Il 6 e 7 maggio, un ampio sciopero del personale scolastico a Roma coinvolgerà anche gli studenti con un sit-in sotto il ministero dell’Istruzione. I sindacati Cobas Scuola e Usb hanno proclamato lo sciopero per tutto il personale delle scuole di ogni ordine e grado, evidenziando l’importanza della mobilitazione.
Questa mobilitazione nasce da diverse problematiche che affliggono il sistema educativo. Le motivazioni principali includono l’opposizione alle prove Invalsi e la riforma degli istituti tecnici. Ma perché queste questioni hanno suscitato tanta indignazione tra i docenti e gli studenti?
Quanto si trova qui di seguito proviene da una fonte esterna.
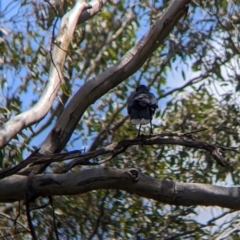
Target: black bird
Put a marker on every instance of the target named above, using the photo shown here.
(141, 107)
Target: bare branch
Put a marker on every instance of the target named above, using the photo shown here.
(117, 148)
(37, 112)
(131, 180)
(97, 87)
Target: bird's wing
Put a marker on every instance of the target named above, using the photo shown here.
(153, 100)
(142, 99)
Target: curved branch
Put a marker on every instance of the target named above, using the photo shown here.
(97, 87)
(117, 148)
(130, 180)
(37, 112)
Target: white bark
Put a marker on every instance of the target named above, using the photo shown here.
(37, 112)
(125, 67)
(13, 188)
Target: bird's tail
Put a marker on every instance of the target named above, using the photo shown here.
(140, 116)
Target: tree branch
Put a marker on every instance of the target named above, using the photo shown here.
(117, 148)
(37, 112)
(131, 180)
(97, 87)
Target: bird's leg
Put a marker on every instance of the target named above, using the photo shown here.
(139, 130)
(151, 132)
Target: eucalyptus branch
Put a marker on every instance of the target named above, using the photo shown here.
(117, 148)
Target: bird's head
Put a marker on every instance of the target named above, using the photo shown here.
(141, 87)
Molti ritengono che le prove Invalsi non abbiano determinato alcun sviluppo positivo nel sistema educativo. Secondo Cobas, queste prove non solo sono inefficaci ma anche dannose per la qualità della didattica. Inoltre, la Flc Cgil ha affermato che è necessaria questa azione vista l’assenza di risposte adeguate alle pesanti ricadute sulla didattica.
I fatti chiave dello sciopero:
- Lo sciopero è previsto per il 6 e 7 maggio.
- Il sit-in si terrà il 7 maggio alle 9 sotto il ministero dell’Istruzione.
- Il 6 maggio, Cub Sur e Sgb hanno indetto uno sciopero breve per il personale docente della scuola primaria.
Inoltre, il 12 maggio è previsto un altro sciopero del personale educativo e ausiliario dei nidi e delle scuole dell’infanzia convenzionati con Roma Capitale. Questo mese di maggio sarà particolarmente “caldo” per le scuole di Roma, con diverse giornate di sciopero in programma.
Ma non è solo il settore scolastico a subire disagi. Sei comuni in provincia di Latina subiranno un’interruzione idrica proprio il 7 maggio. Questo evento aggiunge ulteriore pressione ai cittadini già colpiti dalle mobilitazioni scolastiche.
Impatto atteso:
- 250.000 abitanti saranno serviti dalla nuova condotta idrica, che prevede un investimento di 18 milioni di euro.
- Le interruzioni idriche potrebbero complicare ulteriormente la situazione nella capitale.
- I sindacati avvertono che ci potrebbe essere un grave rischio di chiusura dei servizi educativi convenzionati se le richieste non vengono ascoltate.